On Thursday Hillary Clinton released the much-anticipated details of her paid family-leave plan, and those details are further evidence of a stark divide between her and Bernie Sanders on the topic of taxes. The candidates agree on a lot of things, but on taxes Clinton’s and Sanders’s positions represent markedly different visions of society.

The gulf between the two Democrats on taxes is perhaps most evident in the debate over paid family leave. Sanders supports the FAMILY Act, which would require employees and employers to each contribute just 0.2 percent of wages, an average of roughly $2 per person, per week. Only wages up to $113,700 would be taxed, meaning the maximum contribution possible—even for the highest earners—would be $227.40 per year. Clinton, on the other hand, would rely on increased taxes on only the wealthiest Americans to fund paid leave. According to her campaign website, “American families need paid leave, and to get there, Hillary will ask the wealthiest Americans to pay their fair share. She’ll ensure that the plan is fully paid for by a combination of tax reforms impacting the most fortunate.”

Clinton has pledged not to raise taxes on middle-class families, which she defines as those making $250,000 or less annually.
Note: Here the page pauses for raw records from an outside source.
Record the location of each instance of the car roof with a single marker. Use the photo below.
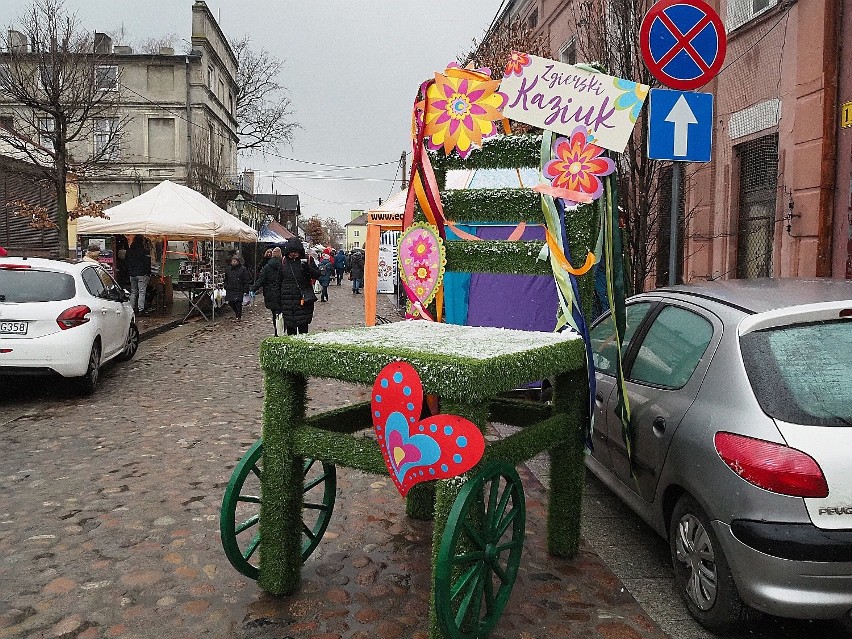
(44, 263)
(764, 294)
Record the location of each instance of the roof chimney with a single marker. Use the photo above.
(103, 43)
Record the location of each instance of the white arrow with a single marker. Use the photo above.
(681, 116)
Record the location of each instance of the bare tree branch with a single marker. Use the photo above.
(264, 113)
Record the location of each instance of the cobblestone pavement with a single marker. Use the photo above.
(109, 514)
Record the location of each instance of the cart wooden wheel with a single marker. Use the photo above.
(239, 517)
(480, 552)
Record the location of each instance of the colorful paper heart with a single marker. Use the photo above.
(422, 258)
(416, 450)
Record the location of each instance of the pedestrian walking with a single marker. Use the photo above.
(339, 265)
(237, 283)
(326, 269)
(92, 254)
(270, 281)
(297, 294)
(356, 272)
(138, 264)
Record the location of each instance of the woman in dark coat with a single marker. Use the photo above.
(296, 275)
(237, 282)
(270, 281)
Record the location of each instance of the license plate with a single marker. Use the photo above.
(13, 328)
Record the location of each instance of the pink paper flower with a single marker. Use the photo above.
(578, 165)
(517, 62)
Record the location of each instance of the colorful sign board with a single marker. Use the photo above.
(683, 43)
(559, 97)
(680, 125)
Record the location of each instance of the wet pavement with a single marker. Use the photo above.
(109, 513)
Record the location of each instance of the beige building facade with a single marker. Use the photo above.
(776, 198)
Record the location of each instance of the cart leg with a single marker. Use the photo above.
(567, 467)
(281, 485)
(446, 492)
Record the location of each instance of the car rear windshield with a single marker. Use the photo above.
(802, 374)
(29, 285)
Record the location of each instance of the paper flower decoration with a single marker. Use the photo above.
(422, 258)
(578, 165)
(632, 98)
(461, 111)
(517, 62)
(416, 450)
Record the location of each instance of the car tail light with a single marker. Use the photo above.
(74, 316)
(771, 466)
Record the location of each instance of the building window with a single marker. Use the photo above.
(47, 133)
(532, 19)
(106, 78)
(161, 139)
(106, 139)
(758, 172)
(568, 55)
(742, 11)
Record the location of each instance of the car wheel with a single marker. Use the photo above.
(131, 345)
(702, 575)
(89, 382)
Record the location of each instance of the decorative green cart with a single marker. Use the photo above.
(479, 517)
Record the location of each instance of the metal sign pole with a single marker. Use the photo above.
(677, 176)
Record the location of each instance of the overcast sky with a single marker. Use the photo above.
(351, 70)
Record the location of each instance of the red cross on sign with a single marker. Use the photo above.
(683, 43)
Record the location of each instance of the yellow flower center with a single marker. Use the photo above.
(458, 106)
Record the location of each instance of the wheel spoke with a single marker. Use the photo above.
(506, 522)
(252, 547)
(467, 557)
(462, 583)
(248, 523)
(314, 483)
(474, 536)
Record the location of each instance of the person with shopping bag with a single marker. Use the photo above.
(297, 293)
(269, 280)
(237, 282)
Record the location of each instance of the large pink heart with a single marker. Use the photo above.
(416, 450)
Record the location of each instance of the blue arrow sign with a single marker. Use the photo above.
(680, 125)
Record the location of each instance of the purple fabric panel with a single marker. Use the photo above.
(523, 302)
(531, 232)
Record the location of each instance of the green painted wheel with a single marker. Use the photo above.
(239, 517)
(480, 552)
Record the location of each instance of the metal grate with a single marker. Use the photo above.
(758, 173)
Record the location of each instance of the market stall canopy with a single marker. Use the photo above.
(273, 233)
(173, 211)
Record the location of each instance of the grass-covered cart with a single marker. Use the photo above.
(479, 517)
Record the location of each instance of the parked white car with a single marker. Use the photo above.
(62, 319)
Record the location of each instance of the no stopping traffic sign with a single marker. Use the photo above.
(683, 43)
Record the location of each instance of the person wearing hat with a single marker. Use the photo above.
(92, 253)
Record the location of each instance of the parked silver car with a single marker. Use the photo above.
(741, 401)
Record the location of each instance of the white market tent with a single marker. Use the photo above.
(169, 210)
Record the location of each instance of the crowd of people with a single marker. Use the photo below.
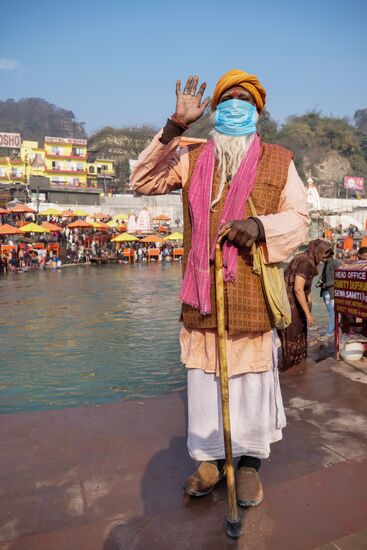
(71, 246)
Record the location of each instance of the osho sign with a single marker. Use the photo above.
(10, 140)
(350, 182)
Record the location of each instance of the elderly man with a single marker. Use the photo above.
(216, 180)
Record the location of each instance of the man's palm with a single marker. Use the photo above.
(188, 105)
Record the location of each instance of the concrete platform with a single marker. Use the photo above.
(109, 477)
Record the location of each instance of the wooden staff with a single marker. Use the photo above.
(233, 528)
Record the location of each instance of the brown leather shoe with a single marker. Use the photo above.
(249, 487)
(204, 479)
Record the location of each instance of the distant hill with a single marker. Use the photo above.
(326, 148)
(34, 118)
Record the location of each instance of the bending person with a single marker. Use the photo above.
(298, 278)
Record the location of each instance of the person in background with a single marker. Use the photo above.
(326, 284)
(362, 253)
(298, 279)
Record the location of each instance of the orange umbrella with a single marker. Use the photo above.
(22, 209)
(101, 226)
(51, 226)
(161, 217)
(80, 224)
(152, 239)
(7, 229)
(101, 216)
(68, 214)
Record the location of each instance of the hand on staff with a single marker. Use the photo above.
(188, 106)
(310, 320)
(241, 232)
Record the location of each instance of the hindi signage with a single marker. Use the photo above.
(12, 141)
(350, 182)
(350, 289)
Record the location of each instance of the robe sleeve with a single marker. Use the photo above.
(161, 168)
(287, 229)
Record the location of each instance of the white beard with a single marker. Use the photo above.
(229, 151)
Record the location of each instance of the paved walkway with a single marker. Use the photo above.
(109, 477)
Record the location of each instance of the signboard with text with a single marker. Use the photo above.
(350, 182)
(12, 141)
(350, 290)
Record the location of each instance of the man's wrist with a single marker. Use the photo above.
(171, 130)
(261, 236)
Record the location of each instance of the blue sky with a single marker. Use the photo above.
(116, 62)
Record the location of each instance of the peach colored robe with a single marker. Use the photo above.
(164, 168)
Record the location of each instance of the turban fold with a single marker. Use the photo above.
(247, 81)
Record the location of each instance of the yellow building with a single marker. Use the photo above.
(66, 162)
(100, 173)
(59, 171)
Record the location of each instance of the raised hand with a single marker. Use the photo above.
(188, 106)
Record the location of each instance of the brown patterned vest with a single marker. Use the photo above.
(244, 301)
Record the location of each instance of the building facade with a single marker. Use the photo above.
(59, 172)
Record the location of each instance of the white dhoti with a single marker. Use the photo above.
(256, 409)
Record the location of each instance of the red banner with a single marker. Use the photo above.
(350, 290)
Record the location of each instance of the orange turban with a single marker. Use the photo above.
(247, 81)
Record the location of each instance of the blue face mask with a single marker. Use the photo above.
(235, 118)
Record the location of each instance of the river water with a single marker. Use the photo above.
(89, 335)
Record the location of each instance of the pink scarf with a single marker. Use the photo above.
(195, 289)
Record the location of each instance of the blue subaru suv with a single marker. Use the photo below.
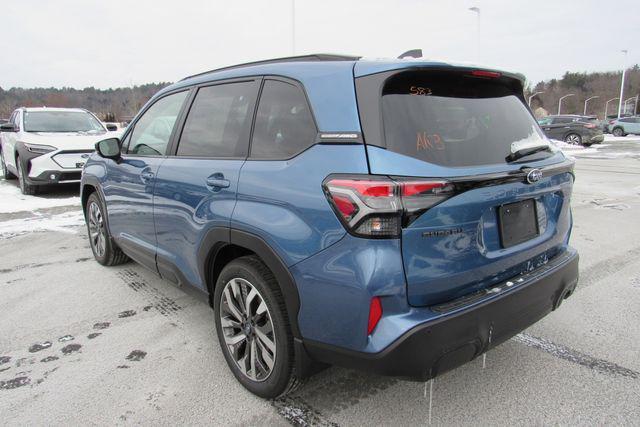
(401, 217)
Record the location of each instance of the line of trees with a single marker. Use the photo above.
(119, 104)
(605, 85)
(122, 104)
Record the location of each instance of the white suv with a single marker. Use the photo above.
(44, 146)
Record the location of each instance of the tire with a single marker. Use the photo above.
(573, 138)
(26, 188)
(104, 249)
(618, 132)
(261, 332)
(4, 172)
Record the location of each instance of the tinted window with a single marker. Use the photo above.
(456, 119)
(61, 121)
(219, 121)
(284, 125)
(152, 131)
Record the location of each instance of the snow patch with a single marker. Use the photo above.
(67, 222)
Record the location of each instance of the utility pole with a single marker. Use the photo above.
(560, 101)
(606, 107)
(531, 97)
(625, 103)
(293, 27)
(624, 69)
(584, 113)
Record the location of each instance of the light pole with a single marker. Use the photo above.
(624, 69)
(476, 10)
(293, 27)
(606, 107)
(531, 97)
(584, 113)
(560, 101)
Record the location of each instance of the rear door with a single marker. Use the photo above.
(196, 186)
(472, 130)
(128, 184)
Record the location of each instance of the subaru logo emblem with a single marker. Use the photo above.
(534, 175)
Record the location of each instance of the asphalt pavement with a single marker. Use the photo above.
(86, 344)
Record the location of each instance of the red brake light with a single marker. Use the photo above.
(344, 205)
(366, 187)
(375, 314)
(484, 73)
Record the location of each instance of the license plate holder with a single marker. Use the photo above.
(518, 222)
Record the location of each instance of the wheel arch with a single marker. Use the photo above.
(222, 245)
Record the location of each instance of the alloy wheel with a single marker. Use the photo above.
(97, 235)
(248, 329)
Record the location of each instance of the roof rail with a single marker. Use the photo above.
(312, 57)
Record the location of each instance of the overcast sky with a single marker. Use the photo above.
(112, 43)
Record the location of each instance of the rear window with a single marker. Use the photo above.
(456, 119)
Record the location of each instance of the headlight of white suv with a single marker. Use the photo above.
(39, 148)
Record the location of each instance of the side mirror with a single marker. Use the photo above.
(7, 127)
(109, 148)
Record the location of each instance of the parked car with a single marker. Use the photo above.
(572, 129)
(606, 124)
(625, 126)
(272, 191)
(43, 146)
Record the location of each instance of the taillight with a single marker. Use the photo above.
(378, 206)
(375, 314)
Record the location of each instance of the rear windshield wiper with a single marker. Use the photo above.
(526, 152)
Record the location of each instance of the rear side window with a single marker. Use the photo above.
(455, 118)
(284, 125)
(153, 130)
(219, 121)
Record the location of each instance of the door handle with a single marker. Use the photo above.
(217, 181)
(146, 175)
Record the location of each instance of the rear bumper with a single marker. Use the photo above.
(466, 331)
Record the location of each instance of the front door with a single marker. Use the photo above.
(128, 186)
(196, 187)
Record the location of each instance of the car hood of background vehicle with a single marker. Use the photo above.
(68, 140)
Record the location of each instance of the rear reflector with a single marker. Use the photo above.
(375, 314)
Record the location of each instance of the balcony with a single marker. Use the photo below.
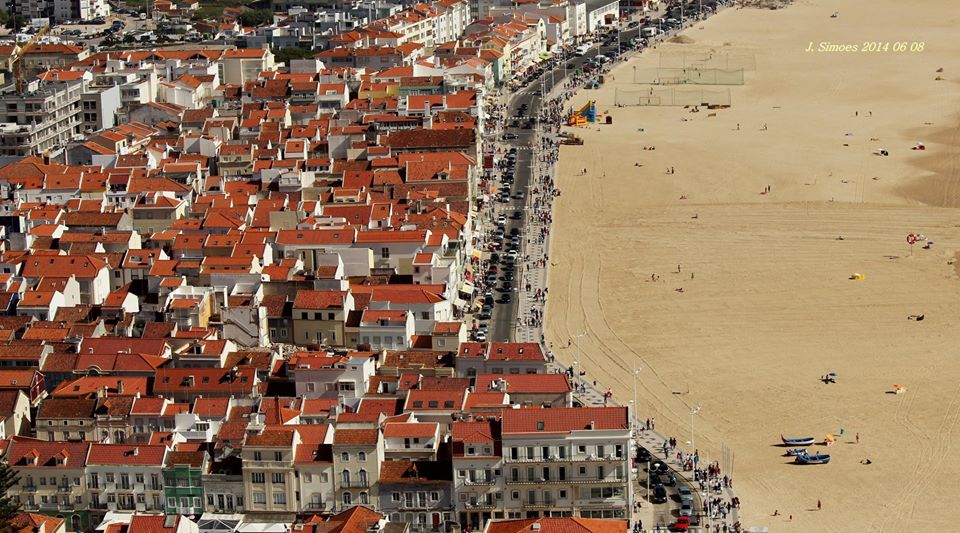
(539, 504)
(480, 505)
(564, 481)
(568, 459)
(480, 482)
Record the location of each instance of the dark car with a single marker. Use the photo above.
(643, 455)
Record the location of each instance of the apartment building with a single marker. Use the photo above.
(568, 460)
(52, 478)
(269, 479)
(477, 472)
(43, 119)
(183, 482)
(418, 493)
(356, 465)
(125, 477)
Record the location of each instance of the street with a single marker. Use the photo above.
(503, 321)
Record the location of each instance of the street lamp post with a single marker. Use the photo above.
(577, 362)
(636, 374)
(693, 441)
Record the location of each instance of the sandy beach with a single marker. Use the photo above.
(767, 305)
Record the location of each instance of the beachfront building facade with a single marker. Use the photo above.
(569, 460)
(478, 481)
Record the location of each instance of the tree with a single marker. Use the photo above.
(284, 55)
(255, 18)
(8, 507)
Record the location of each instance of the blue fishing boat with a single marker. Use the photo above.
(815, 459)
(805, 441)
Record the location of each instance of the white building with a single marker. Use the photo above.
(573, 459)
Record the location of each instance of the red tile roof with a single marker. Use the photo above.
(411, 430)
(127, 454)
(558, 525)
(525, 383)
(359, 437)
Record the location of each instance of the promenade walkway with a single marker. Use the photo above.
(716, 501)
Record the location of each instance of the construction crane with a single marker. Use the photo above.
(18, 56)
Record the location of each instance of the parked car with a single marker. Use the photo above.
(659, 494)
(643, 455)
(682, 524)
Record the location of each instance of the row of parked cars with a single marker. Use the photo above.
(500, 277)
(662, 476)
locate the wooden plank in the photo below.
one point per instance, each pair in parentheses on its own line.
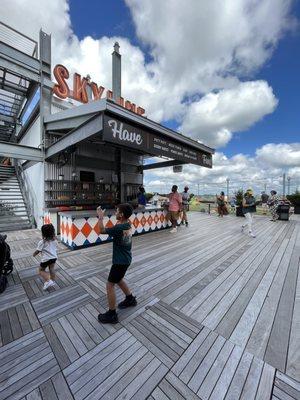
(280,394)
(128,380)
(244,327)
(235,311)
(151,382)
(224,381)
(206,364)
(238,381)
(184,360)
(276,352)
(265,387)
(47,390)
(137,331)
(61,388)
(252,381)
(215,371)
(177,387)
(66,343)
(57,348)
(76,370)
(34,395)
(114,370)
(193,365)
(140,380)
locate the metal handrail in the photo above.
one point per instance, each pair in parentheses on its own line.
(27,192)
(10,35)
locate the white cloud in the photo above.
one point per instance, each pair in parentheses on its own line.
(196,50)
(280,155)
(213,118)
(201,50)
(267,167)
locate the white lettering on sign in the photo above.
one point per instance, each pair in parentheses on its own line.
(124,134)
(206,160)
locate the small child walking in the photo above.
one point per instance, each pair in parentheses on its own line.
(121,259)
(48,249)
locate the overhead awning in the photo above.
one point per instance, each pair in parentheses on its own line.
(111,123)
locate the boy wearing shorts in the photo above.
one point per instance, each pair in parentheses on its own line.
(48,249)
(121,259)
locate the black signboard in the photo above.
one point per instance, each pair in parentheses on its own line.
(116,131)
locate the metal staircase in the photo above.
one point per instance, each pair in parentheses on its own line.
(13,211)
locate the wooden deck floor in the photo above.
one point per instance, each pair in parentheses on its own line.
(218,317)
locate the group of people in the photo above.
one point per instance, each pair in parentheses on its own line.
(178,206)
(121,253)
(122,244)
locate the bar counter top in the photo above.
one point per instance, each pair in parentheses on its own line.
(108,212)
(81,228)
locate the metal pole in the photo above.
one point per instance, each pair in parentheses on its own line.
(289,184)
(227,189)
(116,72)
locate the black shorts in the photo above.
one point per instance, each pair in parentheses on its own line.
(46,264)
(117,273)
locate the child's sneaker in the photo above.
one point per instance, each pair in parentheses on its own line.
(48,284)
(130,301)
(109,317)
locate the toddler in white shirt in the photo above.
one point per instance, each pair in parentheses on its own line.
(48,249)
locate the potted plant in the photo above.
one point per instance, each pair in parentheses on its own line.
(295,200)
(239,203)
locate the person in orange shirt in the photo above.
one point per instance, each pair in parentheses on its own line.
(175,206)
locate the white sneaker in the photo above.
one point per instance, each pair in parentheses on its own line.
(48,284)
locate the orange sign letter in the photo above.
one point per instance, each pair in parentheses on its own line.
(61,89)
(79,91)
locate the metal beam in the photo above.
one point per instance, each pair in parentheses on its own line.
(161,165)
(79,111)
(86,130)
(20,152)
(65,124)
(7,118)
(147,123)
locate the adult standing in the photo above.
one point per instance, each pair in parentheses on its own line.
(142,201)
(264,202)
(175,206)
(185,205)
(249,207)
(273,204)
(222,209)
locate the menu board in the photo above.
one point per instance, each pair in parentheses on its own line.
(119,132)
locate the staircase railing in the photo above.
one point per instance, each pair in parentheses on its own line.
(27,193)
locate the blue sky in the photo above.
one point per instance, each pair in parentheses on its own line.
(113,18)
(223,72)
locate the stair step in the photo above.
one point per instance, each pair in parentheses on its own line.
(6,168)
(14,228)
(13,219)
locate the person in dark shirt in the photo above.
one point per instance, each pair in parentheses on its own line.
(142,201)
(249,207)
(264,202)
(121,259)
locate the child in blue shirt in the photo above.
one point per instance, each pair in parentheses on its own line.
(121,259)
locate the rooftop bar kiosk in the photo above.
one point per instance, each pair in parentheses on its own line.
(77,145)
(95,157)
As Clinton explained at the last debate, “I don’t think we should be imposing new big programs that are going to raise middle-class families’ taxes. We just heard that most families haven’t had a wage increase since 2001, since the end of the last Clinton administration.”

Sanders’s response was revealing:

When Secretary Clinton says “I’m not going to raise taxes on the middle class,” let me tell you what she is saying. She is disagreeing with FDR on social security, LBJ on Medicare, and with the vast majority of progressive Democrats in the House and the Senate who today are fighting to end the disgrace of the United States being the only major country on earth that doesn’t provide paid family and medical leave.

To Sanders, some things are worth investment from everyone, not just the super-rich.

Raising taxes on lower-income families may be a tough sell—after all, many of them are continuing to struggle post-recession. But Sanders is in a position to make that tough sell: The Vermont Senator—who this week called attention to the “greed, fraud, dishonesty, and arrogance” of financial leaders who have rigged an economic and political system “to benefit the wealthiest Americans in this country at the expense of everyone else”—certainly couldn’t be accused of being short on empathy for low- and middle-income workers.

The United States has a long history of programs that are universally funded and accessible, motivated by a belief that all families deserve some basic standard of living (granted, many families are nevertheless living far below that standard). As Matt Yglesias wrote in response to Clinton’s tax pledge, “The best and most effective American (and, for that matter, foreign) social programs are used—and paid for—by everyone, creating a virtuous cycle that keeps them reasonably effective and reasonably popular.” Clinton’s promise suggests that paid family leave—and other important programs—can and should be sustained exclusively with contributions from our highest income earners.

The current U.S. paid-leave system (or lack thereof) pushes one in four women back to work a mere two weeks after having a baby. It requires many workers to sacrifice their jobs and their economic security to take care of themselves or a loved one. It exacerbates inequality by placing paid leave far out of reach for low-income workers, while leaving it to employers to provide the benefit as a perk to the best educated and best compensated people in the economy.

A guarantee of paid family leave would benefit all of society. Paid family and medical leave would enable both parents to stay home after the birth of a new child, to take care of a sick family member, or address their own health concerns without fear of losing their jobs or their wages. Paid leave makes it more likely that women will return to employment after having a child, and it would help to close the persistent wage gap that still sees women making 78 cents for every dollar earned by her white male counterpart (black women and Latinas earn 64 and 56, respectively).

Clinton’s campaign promise to not raise taxes on those earning less than $250,000, particularly in the context of paid family and medical leave, ignores the fact that the social, economic, familial, and health benefits of the program—supported by Sanders and so many others—would exponentially outweigh the very modest tax it calls for. California implemented a plan similar to the FAMILY Act and the majority of workers haven’t noticed a difference in their paychecks.

To bring greater prosperity to America’s low- and middle-income earners wages certainly will have to go up. But that’s not enough. Shoring up the well-being of the country’s working and middle classes will require not just raising incomes but also expanding access to goods and services that improve families’ health and economic security. Yes, raising taxes on the wealthy is an essential step to creating a more fair economy and society. But that must be done alongside efforts to bring down the costs of big-ticket items such as childcare, education, housing, health care, retirement, and so on, all of which strengthen families and the overall economy—and, importantly, are likely to require funding beyond what additional taxes on solely the wealthy would yield.